Ten thousand links and counting

Eric Walker, July 6, 2019

If you could keep track of everything slightly interesting that you read at one point on the Internet, about how many links would we talking about?

I can now attempt a ballpark estimate. As you can see in this screenshot, since the time that Digraph emerged as an application that was actually useful, at the end of November 2018 (before it was hosted online), around 10,000 links and 4,000 topics have been added, almost all by one person (myself):

10,000 links

So over eight months that’s 10,228 links — about 1,250 links per month, or about 15,000 links per year. Suppose I were to use Digraph over five years at the same level of activity. I will have added about 75,000 links during that period. I think I’m an outlier in wanting to be able to get back to everything I’ve read in the past, so discount that number by some fraction to get what might be the average per person.

How many links would I actually be able to track down again in the future if there was something that I vaguely recalled that I wanted to look at again? An unscientific guess based on my experience over the last eight months is that I can find about 50 percent of such links with little effort and another 25 percent with more digging around. The remaining 25 percent would require me to search Google.
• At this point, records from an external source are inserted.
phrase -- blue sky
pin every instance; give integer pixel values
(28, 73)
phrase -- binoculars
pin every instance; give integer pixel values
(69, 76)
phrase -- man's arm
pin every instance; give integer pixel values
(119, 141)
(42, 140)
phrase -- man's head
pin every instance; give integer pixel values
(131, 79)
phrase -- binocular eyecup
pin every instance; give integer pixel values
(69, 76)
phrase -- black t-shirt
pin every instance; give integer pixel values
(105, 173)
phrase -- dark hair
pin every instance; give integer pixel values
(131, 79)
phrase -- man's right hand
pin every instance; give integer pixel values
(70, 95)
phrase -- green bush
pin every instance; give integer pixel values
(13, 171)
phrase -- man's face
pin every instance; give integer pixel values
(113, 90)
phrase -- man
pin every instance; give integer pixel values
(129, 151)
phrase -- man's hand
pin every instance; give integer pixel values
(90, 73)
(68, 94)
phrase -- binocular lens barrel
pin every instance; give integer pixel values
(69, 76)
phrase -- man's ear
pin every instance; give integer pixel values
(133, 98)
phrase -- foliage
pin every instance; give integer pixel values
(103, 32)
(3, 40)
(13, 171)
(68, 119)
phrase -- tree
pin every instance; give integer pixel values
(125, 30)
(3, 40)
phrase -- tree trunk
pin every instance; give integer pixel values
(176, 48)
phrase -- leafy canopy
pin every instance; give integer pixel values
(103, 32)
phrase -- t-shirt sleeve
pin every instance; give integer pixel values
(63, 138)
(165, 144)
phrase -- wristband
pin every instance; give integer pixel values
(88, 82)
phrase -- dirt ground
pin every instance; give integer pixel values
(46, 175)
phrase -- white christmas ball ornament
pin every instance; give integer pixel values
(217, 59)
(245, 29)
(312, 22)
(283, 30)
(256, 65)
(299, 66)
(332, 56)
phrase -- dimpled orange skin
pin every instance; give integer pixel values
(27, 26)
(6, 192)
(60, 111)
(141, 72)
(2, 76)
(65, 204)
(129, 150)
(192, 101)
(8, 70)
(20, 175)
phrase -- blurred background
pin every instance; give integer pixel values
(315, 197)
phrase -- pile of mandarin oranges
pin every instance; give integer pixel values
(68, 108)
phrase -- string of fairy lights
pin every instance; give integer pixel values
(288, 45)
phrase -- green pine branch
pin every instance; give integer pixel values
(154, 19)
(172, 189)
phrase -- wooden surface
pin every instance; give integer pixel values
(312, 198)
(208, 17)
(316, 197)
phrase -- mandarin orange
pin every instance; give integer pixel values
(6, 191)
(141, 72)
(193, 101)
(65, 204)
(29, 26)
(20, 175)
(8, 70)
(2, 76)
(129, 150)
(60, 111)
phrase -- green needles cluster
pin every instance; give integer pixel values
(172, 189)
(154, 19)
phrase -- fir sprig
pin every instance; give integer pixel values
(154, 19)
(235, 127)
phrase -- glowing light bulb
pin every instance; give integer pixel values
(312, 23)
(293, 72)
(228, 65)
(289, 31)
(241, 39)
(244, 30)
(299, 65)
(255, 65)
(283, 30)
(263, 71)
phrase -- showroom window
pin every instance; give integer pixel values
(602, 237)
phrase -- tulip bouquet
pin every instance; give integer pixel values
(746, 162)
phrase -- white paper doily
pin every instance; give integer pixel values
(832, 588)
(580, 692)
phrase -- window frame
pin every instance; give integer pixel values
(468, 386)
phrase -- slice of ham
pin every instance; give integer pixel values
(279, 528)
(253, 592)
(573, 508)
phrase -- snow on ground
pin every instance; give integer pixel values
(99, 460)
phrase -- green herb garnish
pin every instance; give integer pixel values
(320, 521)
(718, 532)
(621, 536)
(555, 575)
Also anecdata: once I’ve searched for a link, and, seeing it miscategorized or inadequately categorized, and after I’ve added the topics that came to mind when I started looking for it, the link will be much easier to find during later attempts.

Having 4,219 topics means that topics now dominate Digraph search results, since they appear before links. Having topics dominate search results is not necessarily a bad thing, because the desired link is often a click or two away when you follow a relevant topic. But it does mean that if the topics were to increase by an order of magnitude or more, some decent ordering of topics in search results would be needed, in the manner of Google, in order not to be overwhelmed by a sea of slightly relevant topics.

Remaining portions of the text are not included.